How he lays awake sometimes, unable to sleep, replaying duels from decades ago that could have gone differently in a million different ways.
How when he came back, he had thrown himself into dueltaining. The normalcy helped. Everyone cheered with him again, not just at him, but with him, the way it should have been.
And then, after a year or two passed, the cheering only got louder, but the smile on Yuya’s face was painted on.
“Like everyone was watching me. And then, I guess it wasn’t so fun anymore.”
He cracks as big a smile as he can and waves his hand in front of his face, as if clearing the air physically. “Haha, listen to this old man drone on.”
But Asuka regards him with sharp eyes, pinning his smile in place. “You know, Mr. Sakaki, you remind me of someone I once knew, too.”
“Do I?”
“Yes,” she says simply. Flatly. “He was a phenomenal duelist. Loved to have fun with everyone, took every chance he could to duel.”
She smirks at the memory, derisively. “He wasn’t very good at anything else, but he was a great duelist.” Her brow furrows, as she says, softly, “I think we pushed him too far. Everyone relied on him because of his dueling, but it made it hard for him to have fun after that.”

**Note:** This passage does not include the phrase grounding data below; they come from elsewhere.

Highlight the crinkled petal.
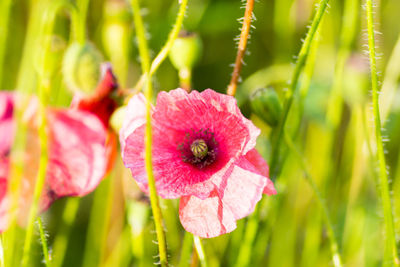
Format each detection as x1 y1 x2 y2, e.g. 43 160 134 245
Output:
120 93 148 152
179 190 236 238
179 160 268 238
243 149 276 195
45 109 108 199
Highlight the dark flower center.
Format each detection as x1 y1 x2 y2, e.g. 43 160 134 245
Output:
178 128 218 169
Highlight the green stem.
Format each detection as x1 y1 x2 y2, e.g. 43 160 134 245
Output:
234 206 261 267
132 0 189 93
0 235 4 267
365 0 399 265
21 81 49 267
20 1 78 265
193 236 208 267
76 0 89 43
131 0 168 266
179 68 192 92
37 217 50 267
270 0 331 179
380 32 400 124
0 0 12 88
51 197 80 267
284 132 343 267
326 0 358 128
179 232 193 267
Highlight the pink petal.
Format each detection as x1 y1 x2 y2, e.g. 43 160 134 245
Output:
179 160 268 238
243 149 276 195
122 89 263 199
46 108 108 198
179 190 236 238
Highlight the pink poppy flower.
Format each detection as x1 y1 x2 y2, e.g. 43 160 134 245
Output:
0 64 119 232
121 88 276 238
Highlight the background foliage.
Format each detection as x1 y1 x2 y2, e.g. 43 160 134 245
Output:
2 0 400 266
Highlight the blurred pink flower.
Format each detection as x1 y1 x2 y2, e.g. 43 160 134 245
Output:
121 88 276 238
0 64 119 232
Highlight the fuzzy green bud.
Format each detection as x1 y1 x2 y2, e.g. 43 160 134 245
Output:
250 87 283 127
62 42 104 96
169 31 203 71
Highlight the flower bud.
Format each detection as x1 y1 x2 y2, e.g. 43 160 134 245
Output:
110 105 126 132
250 88 282 127
102 0 132 80
62 42 104 96
169 31 203 71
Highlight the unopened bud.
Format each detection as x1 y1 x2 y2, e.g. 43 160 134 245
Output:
169 31 202 71
62 42 104 96
102 0 132 68
110 105 126 133
250 88 282 127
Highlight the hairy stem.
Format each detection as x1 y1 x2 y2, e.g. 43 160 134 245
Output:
132 0 189 93
227 0 255 96
37 217 50 267
365 0 399 265
20 1 79 265
270 0 331 179
131 0 168 266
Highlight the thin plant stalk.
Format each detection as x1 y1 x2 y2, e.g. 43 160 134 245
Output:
284 132 343 267
132 0 189 93
365 0 399 265
76 0 90 44
179 232 194 267
179 68 192 92
326 0 359 129
269 0 331 178
227 0 255 96
20 2 80 265
82 177 114 267
51 197 80 267
193 236 208 267
21 76 49 267
37 217 50 267
380 32 400 123
0 235 4 267
0 0 13 88
131 0 168 265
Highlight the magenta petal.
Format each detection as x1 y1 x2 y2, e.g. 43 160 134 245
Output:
154 89 260 158
46 108 108 198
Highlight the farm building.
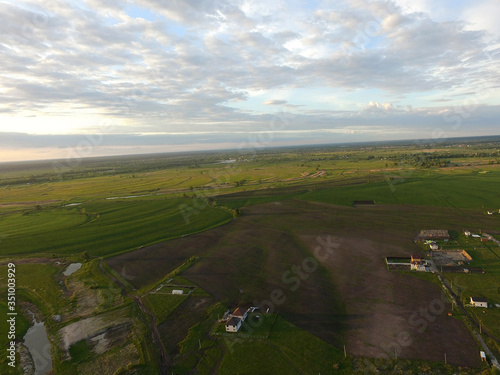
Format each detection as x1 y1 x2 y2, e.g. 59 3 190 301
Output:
470 297 488 308
410 254 427 271
411 254 424 262
429 242 439 250
232 307 248 321
172 290 184 295
416 230 450 241
225 317 242 332
464 230 471 237
353 200 375 206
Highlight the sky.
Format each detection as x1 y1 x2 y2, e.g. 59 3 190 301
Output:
1 0 500 162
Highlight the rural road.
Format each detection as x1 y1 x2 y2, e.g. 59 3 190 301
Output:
428 259 500 370
483 233 500 247
98 259 169 374
473 331 500 369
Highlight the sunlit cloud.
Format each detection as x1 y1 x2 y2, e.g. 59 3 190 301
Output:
1 0 499 161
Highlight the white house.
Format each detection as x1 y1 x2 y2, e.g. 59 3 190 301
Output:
470 297 488 308
172 290 184 295
225 317 242 332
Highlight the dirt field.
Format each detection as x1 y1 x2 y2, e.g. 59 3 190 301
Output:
106 231 226 289
433 250 470 266
108 199 488 367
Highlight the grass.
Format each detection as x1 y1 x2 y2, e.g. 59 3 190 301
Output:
142 293 187 325
219 338 302 375
218 314 351 374
437 234 500 339
269 315 350 374
69 339 92 363
0 263 67 314
0 301 31 374
300 172 500 209
172 303 226 374
0 198 233 257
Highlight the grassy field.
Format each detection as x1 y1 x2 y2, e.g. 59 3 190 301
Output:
216 313 350 374
0 262 68 314
142 293 187 325
0 198 232 256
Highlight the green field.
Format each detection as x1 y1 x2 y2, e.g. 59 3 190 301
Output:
0 198 232 256
142 293 187 325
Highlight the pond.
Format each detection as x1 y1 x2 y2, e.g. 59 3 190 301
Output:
23 317 52 375
63 263 82 276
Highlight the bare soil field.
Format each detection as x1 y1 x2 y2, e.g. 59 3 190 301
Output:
303 234 478 366
433 250 470 266
108 199 493 367
106 230 225 289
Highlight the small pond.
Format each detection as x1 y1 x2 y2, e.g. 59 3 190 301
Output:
63 263 82 277
23 316 52 375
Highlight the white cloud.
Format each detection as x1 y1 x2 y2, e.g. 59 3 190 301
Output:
0 0 499 159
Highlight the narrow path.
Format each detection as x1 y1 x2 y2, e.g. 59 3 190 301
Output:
211 341 226 375
473 331 500 369
484 233 500 247
99 259 169 374
483 233 500 259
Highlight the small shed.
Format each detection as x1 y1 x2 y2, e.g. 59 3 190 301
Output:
470 297 488 308
464 230 471 237
225 317 242 332
429 242 439 251
480 351 487 361
417 230 450 240
172 290 184 295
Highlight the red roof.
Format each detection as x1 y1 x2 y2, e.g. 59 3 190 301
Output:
232 307 246 317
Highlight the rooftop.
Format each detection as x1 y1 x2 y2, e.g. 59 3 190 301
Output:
232 307 247 317
226 317 241 326
471 297 488 303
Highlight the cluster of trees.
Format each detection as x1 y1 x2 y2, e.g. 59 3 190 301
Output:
388 153 450 168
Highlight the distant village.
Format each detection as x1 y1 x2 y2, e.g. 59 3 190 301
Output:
386 229 490 307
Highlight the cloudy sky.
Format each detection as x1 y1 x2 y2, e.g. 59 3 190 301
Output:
1 0 500 161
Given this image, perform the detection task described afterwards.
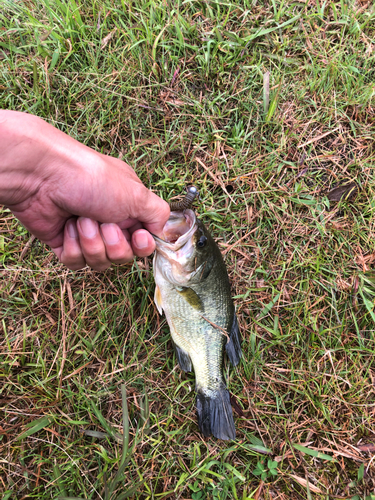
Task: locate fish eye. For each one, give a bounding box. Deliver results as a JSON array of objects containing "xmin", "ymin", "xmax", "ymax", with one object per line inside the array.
[{"xmin": 197, "ymin": 236, "xmax": 207, "ymax": 248}]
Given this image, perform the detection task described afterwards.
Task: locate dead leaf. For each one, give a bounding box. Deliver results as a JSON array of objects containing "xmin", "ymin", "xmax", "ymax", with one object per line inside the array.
[
  {"xmin": 39, "ymin": 28, "xmax": 53, "ymax": 42},
  {"xmin": 363, "ymin": 253, "xmax": 375, "ymax": 264},
  {"xmin": 290, "ymin": 474, "xmax": 323, "ymax": 493},
  {"xmin": 230, "ymin": 393, "xmax": 245, "ymax": 417},
  {"xmin": 19, "ymin": 235, "xmax": 36, "ymax": 260},
  {"xmin": 253, "ymin": 481, "xmax": 264, "ymax": 500},
  {"xmin": 165, "ymin": 99, "xmax": 186, "ymax": 106},
  {"xmin": 327, "ymin": 180, "xmax": 358, "ymax": 202},
  {"xmin": 329, "ymin": 220, "xmax": 345, "ymax": 230},
  {"xmin": 357, "ymin": 443, "xmax": 375, "ymax": 453},
  {"xmin": 171, "ymin": 67, "xmax": 180, "ymax": 85},
  {"xmin": 101, "ymin": 28, "xmax": 116, "ymax": 49}
]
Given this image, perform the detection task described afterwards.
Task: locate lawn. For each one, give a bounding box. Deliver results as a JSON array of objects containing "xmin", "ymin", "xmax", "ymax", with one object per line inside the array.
[{"xmin": 1, "ymin": 0, "xmax": 375, "ymax": 498}]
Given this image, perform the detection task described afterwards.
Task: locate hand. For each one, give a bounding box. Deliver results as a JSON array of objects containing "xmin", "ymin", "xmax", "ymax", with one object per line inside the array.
[{"xmin": 0, "ymin": 111, "xmax": 170, "ymax": 271}]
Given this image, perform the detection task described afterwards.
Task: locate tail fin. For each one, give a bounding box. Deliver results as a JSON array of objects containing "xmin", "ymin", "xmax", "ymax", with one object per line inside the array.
[{"xmin": 196, "ymin": 387, "xmax": 236, "ymax": 440}]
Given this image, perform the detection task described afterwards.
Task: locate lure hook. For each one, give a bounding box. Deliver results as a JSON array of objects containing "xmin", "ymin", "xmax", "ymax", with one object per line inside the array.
[{"xmin": 169, "ymin": 185, "xmax": 199, "ymax": 211}]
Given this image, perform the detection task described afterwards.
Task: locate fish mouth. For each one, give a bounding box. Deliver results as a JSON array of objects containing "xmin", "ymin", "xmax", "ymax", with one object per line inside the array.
[{"xmin": 153, "ymin": 209, "xmax": 197, "ymax": 252}]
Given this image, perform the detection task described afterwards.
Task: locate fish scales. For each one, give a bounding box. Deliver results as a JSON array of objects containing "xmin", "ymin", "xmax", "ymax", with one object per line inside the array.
[
  {"xmin": 160, "ymin": 264, "xmax": 230, "ymax": 391},
  {"xmin": 153, "ymin": 208, "xmax": 242, "ymax": 440}
]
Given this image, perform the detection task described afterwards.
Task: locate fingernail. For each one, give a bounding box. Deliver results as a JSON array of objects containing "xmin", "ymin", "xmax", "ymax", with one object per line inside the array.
[
  {"xmin": 101, "ymin": 223, "xmax": 120, "ymax": 245},
  {"xmin": 67, "ymin": 220, "xmax": 78, "ymax": 239},
  {"xmin": 78, "ymin": 217, "xmax": 98, "ymax": 238},
  {"xmin": 134, "ymin": 230, "xmax": 149, "ymax": 249}
]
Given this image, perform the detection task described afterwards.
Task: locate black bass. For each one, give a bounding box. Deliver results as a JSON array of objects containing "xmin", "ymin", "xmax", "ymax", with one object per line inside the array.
[{"xmin": 153, "ymin": 209, "xmax": 242, "ymax": 440}]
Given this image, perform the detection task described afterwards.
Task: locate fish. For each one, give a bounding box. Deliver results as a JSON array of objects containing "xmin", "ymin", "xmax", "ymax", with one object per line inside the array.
[{"xmin": 152, "ymin": 209, "xmax": 242, "ymax": 440}]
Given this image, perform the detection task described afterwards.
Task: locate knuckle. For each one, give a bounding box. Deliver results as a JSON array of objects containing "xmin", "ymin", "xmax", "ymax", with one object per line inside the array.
[
  {"xmin": 84, "ymin": 256, "xmax": 109, "ymax": 269},
  {"xmin": 90, "ymin": 262, "xmax": 111, "ymax": 272},
  {"xmin": 67, "ymin": 262, "xmax": 87, "ymax": 271},
  {"xmin": 132, "ymin": 184, "xmax": 148, "ymax": 211},
  {"xmin": 83, "ymin": 250, "xmax": 111, "ymax": 271},
  {"xmin": 60, "ymin": 256, "xmax": 86, "ymax": 270},
  {"xmin": 82, "ymin": 245, "xmax": 105, "ymax": 260},
  {"xmin": 160, "ymin": 199, "xmax": 171, "ymax": 220},
  {"xmin": 67, "ymin": 248, "xmax": 84, "ymax": 261},
  {"xmin": 60, "ymin": 248, "xmax": 86, "ymax": 270},
  {"xmin": 106, "ymin": 247, "xmax": 134, "ymax": 264},
  {"xmin": 112, "ymin": 256, "xmax": 134, "ymax": 265}
]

“How’s he doing now?” Yuya asks.
Asuka hums in contemplation. “I wonder,” she says. “Well, I hope. I haven’t seen him since we graduated high school.”
The teenagers nearby shout as their friend falls off his skateboard into their carefully arranged duel field, scattering their cards.
“So boisterous,” Asuka tuts, but her expression relaxes, and her polite smile returns. “My friend used to be like that, too.”
“Like the duelists or like the skateboarder?”
“Both,” she laughs. “At least when I first met him.”
The skateboarder takes a sweeping bow as his friends jokingly boo him. Me too .
She turns her gaze back to Yuya, away from the teens as they scramble to pick up all their cards. “I should get going. My brother will want to see me before his duel starts tonight,” she says with affectionate exasperation. “But it was nice meeting you, Mr. Sakaki. Maybe we could duel sometime. For fun.”
“For fun,” Yuya promises. “It was nice to meet you, too, Ms. Tenjouin.”
It’s not technically a lie.
He leans back against the bench, and allows himself a small smile as he sits under the shade alone, settling into the quiet.